Many retailers, brand owners, and some in the waste management sector think that a focus on ‘on the go’ is preferable. A recent report by Suez, for example, one of the largest waste management companies in the U.K., suggests that a DRS for Britain should only target plastic bottles less than 0.75L and aluminum cans consumed ‘on the go’ because these containers represent a more significant cause of litter than other, larger containers. But DRS is not simply a tool to reduce litter; it is a comprehensive tool to create jobs, keep valuable material in the U.K., and provide feedstock to companies that are looking to incorporate recycled resin into their new bottles.
In light of this, Reloop is pleased to release these 7 reasons why limiting a deposit return system to ‘on-the-go’ beverage containers only is a bad idea
1. Customer Confusion
Applying a deposit on some containers and not others is confusing for consumers. This results in less than optimum system performance and low collection rates.
2. Low Economies of Scale
The broader the scope of the program, the higher the tonnages collected. This helps to drive economies of scale. Focusing on only a segment of beverage containers makes the entire program far more expensive per unit, as cost efficiency is highly reliant on volume.
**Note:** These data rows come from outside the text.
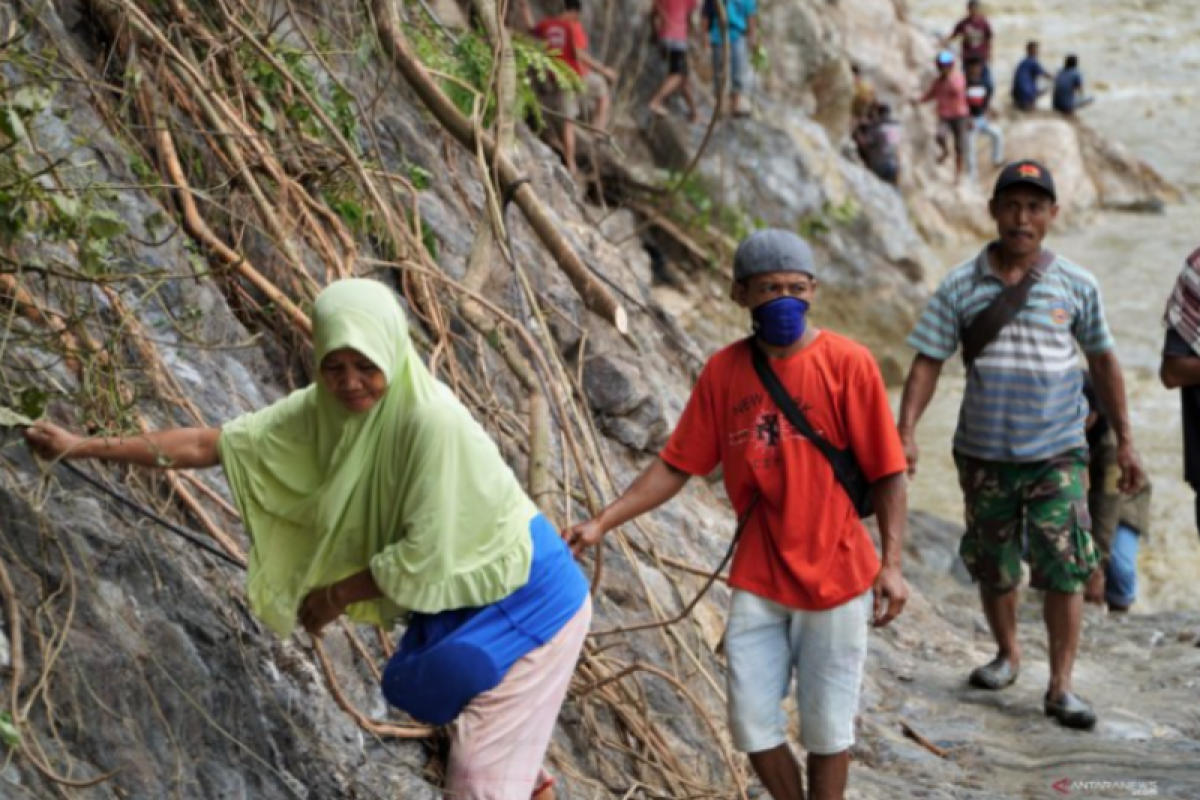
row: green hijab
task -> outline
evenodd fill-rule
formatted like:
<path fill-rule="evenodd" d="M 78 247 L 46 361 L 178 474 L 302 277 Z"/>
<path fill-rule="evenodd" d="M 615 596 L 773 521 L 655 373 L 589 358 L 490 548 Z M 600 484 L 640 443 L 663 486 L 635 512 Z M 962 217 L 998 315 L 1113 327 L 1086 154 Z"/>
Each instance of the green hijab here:
<path fill-rule="evenodd" d="M 361 622 L 486 606 L 524 585 L 536 506 L 496 444 L 430 374 L 391 290 L 362 278 L 317 297 L 317 365 L 350 348 L 388 379 L 348 411 L 320 381 L 222 428 L 221 463 L 251 539 L 251 608 L 287 636 L 314 588 L 371 570 Z"/>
3. Missed Opportunity for Retailers
If the system is limited to ‘on-the-go’ beverages, participating retailers will lose out on an important revenue opportunity, and will have less incentive to act as collection points.
4. Less Effective Litter Control
There is no clear definition of ‘on-the-go’ and it is impossible to pre-determine where a drink will be consumed, regardless of where it is purchased.
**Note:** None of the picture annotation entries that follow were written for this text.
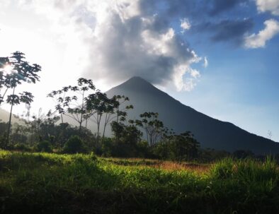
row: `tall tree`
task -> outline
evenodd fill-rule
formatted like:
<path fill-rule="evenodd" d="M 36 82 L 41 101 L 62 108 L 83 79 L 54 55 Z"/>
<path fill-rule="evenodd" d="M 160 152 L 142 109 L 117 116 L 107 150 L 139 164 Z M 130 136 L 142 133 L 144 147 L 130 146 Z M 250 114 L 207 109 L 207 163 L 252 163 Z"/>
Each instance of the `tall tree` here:
<path fill-rule="evenodd" d="M 145 131 L 147 142 L 150 146 L 154 145 L 165 132 L 164 124 L 158 119 L 158 117 L 159 114 L 156 112 L 144 112 L 140 115 L 141 120 L 135 121 Z"/>
<path fill-rule="evenodd" d="M 111 111 L 113 103 L 106 93 L 98 90 L 94 94 L 89 95 L 86 98 L 86 109 L 89 118 L 97 124 L 97 144 L 99 143 L 100 128 L 102 117 L 105 112 Z"/>
<path fill-rule="evenodd" d="M 126 120 L 127 111 L 133 109 L 132 105 L 125 105 L 126 102 L 130 101 L 129 97 L 124 95 L 115 95 L 108 100 L 108 106 L 105 110 L 105 119 L 103 124 L 103 140 L 107 126 L 115 121 L 117 123 Z"/>
<path fill-rule="evenodd" d="M 23 82 L 35 83 L 40 79 L 38 72 L 41 71 L 38 64 L 30 64 L 25 60 L 25 54 L 16 52 L 10 57 L 0 58 L 0 105 L 4 102 L 11 105 L 10 117 L 7 131 L 7 143 L 11 132 L 11 121 L 13 107 L 25 103 L 30 105 L 33 96 L 31 93 L 22 92 L 16 94 L 16 88 Z M 8 94 L 9 91 L 11 93 Z"/>
<path fill-rule="evenodd" d="M 61 115 L 62 121 L 63 115 L 72 118 L 79 124 L 81 133 L 82 124 L 88 118 L 86 102 L 89 94 L 95 89 L 92 80 L 81 78 L 77 81 L 77 85 L 53 90 L 47 97 L 56 100 L 55 109 Z"/>

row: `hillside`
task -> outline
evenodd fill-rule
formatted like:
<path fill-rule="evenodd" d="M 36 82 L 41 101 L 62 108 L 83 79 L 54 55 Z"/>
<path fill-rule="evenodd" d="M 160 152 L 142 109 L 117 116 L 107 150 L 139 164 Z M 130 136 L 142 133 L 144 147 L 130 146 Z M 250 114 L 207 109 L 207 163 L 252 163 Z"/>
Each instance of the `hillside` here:
<path fill-rule="evenodd" d="M 144 112 L 159 114 L 159 119 L 178 133 L 190 131 L 203 148 L 234 151 L 250 150 L 257 154 L 279 153 L 279 144 L 249 133 L 184 105 L 140 77 L 133 77 L 107 92 L 108 96 L 124 95 L 135 107 L 131 119 Z M 255 116 L 256 117 L 256 116 Z"/>

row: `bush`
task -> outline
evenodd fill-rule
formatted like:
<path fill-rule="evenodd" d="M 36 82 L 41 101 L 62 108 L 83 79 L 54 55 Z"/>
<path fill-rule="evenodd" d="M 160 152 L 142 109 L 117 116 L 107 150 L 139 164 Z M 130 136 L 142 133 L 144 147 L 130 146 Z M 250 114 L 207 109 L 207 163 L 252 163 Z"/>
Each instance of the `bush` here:
<path fill-rule="evenodd" d="M 38 152 L 51 153 L 50 143 L 47 141 L 40 141 L 37 144 L 37 150 Z"/>
<path fill-rule="evenodd" d="M 71 136 L 64 145 L 63 151 L 71 154 L 84 152 L 84 143 L 78 136 Z"/>
<path fill-rule="evenodd" d="M 31 148 L 23 143 L 16 143 L 13 145 L 13 149 L 16 150 L 30 152 Z"/>

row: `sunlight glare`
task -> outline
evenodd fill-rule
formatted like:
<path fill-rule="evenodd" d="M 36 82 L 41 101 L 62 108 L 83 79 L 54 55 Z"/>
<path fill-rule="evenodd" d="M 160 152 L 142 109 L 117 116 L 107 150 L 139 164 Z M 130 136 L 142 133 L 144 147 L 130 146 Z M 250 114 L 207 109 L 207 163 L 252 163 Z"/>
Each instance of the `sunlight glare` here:
<path fill-rule="evenodd" d="M 12 67 L 11 65 L 7 64 L 7 65 L 6 65 L 5 67 L 4 68 L 4 71 L 5 71 L 6 73 L 11 73 L 12 72 L 12 71 L 13 71 L 13 67 Z"/>

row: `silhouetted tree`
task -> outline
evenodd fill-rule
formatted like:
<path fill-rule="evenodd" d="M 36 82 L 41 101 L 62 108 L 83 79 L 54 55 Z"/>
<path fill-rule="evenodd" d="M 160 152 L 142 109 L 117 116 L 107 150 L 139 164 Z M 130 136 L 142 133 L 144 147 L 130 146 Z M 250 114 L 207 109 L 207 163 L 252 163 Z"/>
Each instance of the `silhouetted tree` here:
<path fill-rule="evenodd" d="M 0 61 L 0 88 L 4 90 L 4 93 L 0 95 L 0 105 L 5 101 L 5 97 L 6 97 L 6 102 L 11 105 L 7 131 L 8 143 L 13 105 L 22 102 L 30 105 L 33 98 L 32 93 L 26 91 L 16 94 L 16 88 L 23 82 L 35 83 L 36 81 L 38 81 L 40 78 L 37 73 L 41 71 L 41 67 L 36 64 L 30 65 L 25 61 L 25 54 L 20 52 L 13 53 L 10 57 L 1 59 L 0 60 L 1 61 Z M 8 95 L 10 89 L 12 93 Z"/>
<path fill-rule="evenodd" d="M 150 146 L 153 146 L 163 136 L 165 130 L 164 124 L 158 119 L 158 113 L 144 112 L 140 117 L 141 120 L 136 120 L 135 123 L 144 129 L 147 141 Z"/>
<path fill-rule="evenodd" d="M 130 99 L 124 95 L 115 95 L 112 99 L 108 100 L 108 105 L 105 111 L 105 119 L 103 124 L 103 138 L 105 137 L 106 129 L 108 124 L 112 121 L 116 122 L 124 121 L 126 120 L 127 115 L 127 111 L 133 109 L 132 105 L 125 105 L 125 102 L 129 101 Z"/>
<path fill-rule="evenodd" d="M 67 116 L 79 124 L 81 131 L 82 123 L 88 118 L 86 102 L 89 93 L 95 90 L 95 85 L 90 79 L 81 78 L 77 81 L 77 85 L 63 87 L 61 90 L 53 90 L 47 97 L 57 101 L 55 109 L 62 116 Z"/>

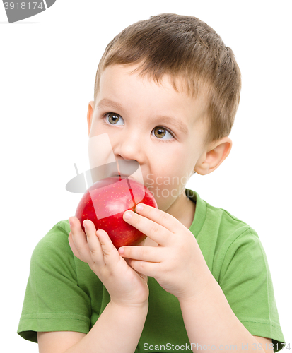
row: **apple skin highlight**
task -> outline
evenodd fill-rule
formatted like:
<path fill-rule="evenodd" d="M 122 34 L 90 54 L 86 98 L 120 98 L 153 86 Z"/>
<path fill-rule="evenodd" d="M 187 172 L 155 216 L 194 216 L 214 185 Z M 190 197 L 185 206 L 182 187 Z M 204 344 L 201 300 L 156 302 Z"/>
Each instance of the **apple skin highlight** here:
<path fill-rule="evenodd" d="M 75 216 L 84 232 L 85 220 L 91 220 L 96 230 L 105 230 L 117 249 L 137 245 L 146 236 L 125 222 L 123 214 L 127 210 L 135 212 L 139 203 L 157 208 L 154 197 L 144 185 L 132 178 L 111 176 L 97 181 L 85 192 Z"/>

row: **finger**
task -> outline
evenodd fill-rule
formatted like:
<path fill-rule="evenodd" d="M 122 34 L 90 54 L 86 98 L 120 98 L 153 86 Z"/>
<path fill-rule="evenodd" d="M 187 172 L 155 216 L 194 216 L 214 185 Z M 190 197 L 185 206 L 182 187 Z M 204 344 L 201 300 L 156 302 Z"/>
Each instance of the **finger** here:
<path fill-rule="evenodd" d="M 107 233 L 105 230 L 98 229 L 96 235 L 100 244 L 105 263 L 110 267 L 115 265 L 120 260 L 120 257 Z"/>
<path fill-rule="evenodd" d="M 76 217 L 71 217 L 69 220 L 70 222 L 71 234 L 70 239 L 71 239 L 71 245 L 76 253 L 74 253 L 82 261 L 88 263 L 90 261 L 91 256 L 88 244 L 87 244 L 86 235 L 82 230 L 81 225 L 78 218 Z"/>
<path fill-rule="evenodd" d="M 70 245 L 71 250 L 72 251 L 72 253 L 75 255 L 75 256 L 76 258 L 78 258 L 82 261 L 82 259 L 81 258 L 81 256 L 80 256 L 79 251 L 77 250 L 77 248 L 76 247 L 75 244 L 73 241 L 72 233 L 71 232 L 68 236 L 68 241 L 69 241 L 69 243 Z"/>
<path fill-rule="evenodd" d="M 163 248 L 156 246 L 122 246 L 119 253 L 123 258 L 159 263 L 163 260 Z"/>
<path fill-rule="evenodd" d="M 160 263 L 151 263 L 133 259 L 129 259 L 128 264 L 138 273 L 154 278 L 159 273 L 159 268 L 160 266 Z"/>
<path fill-rule="evenodd" d="M 83 221 L 83 227 L 86 234 L 87 244 L 93 262 L 98 265 L 104 264 L 103 253 L 94 223 L 90 220 Z"/>
<path fill-rule="evenodd" d="M 129 216 L 129 217 L 128 217 Z M 127 223 L 162 246 L 167 245 L 170 241 L 170 236 L 173 234 L 173 233 L 170 232 L 165 227 L 133 211 L 127 210 L 124 212 L 123 219 Z"/>
<path fill-rule="evenodd" d="M 179 232 L 182 230 L 182 223 L 178 220 L 158 208 L 144 203 L 138 203 L 135 210 L 139 215 L 162 225 L 172 233 Z"/>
5. Producers Will Take Advantage of Loopholes
Competitive distortions between beverage categories and packaging types that are deposit-bearing and not can lead producers to avoid the deposit by switching production to other container types or increasing the size of their containers.
6. Reduced Opportunities for Municipalities to Save Costs
Comprehensive deposit systems, which cover all beverage containers, offer municipalities the opportunity to gain financially from avoided waste management and recycling costs.
7. Market Distortions
Applying a deposit on some containers but not others makes the non-deposit beverages appear cheaper on store shelves, even though the deposit is 100% refundable. This could encourage some consumers to switch to a non-deposit alternative.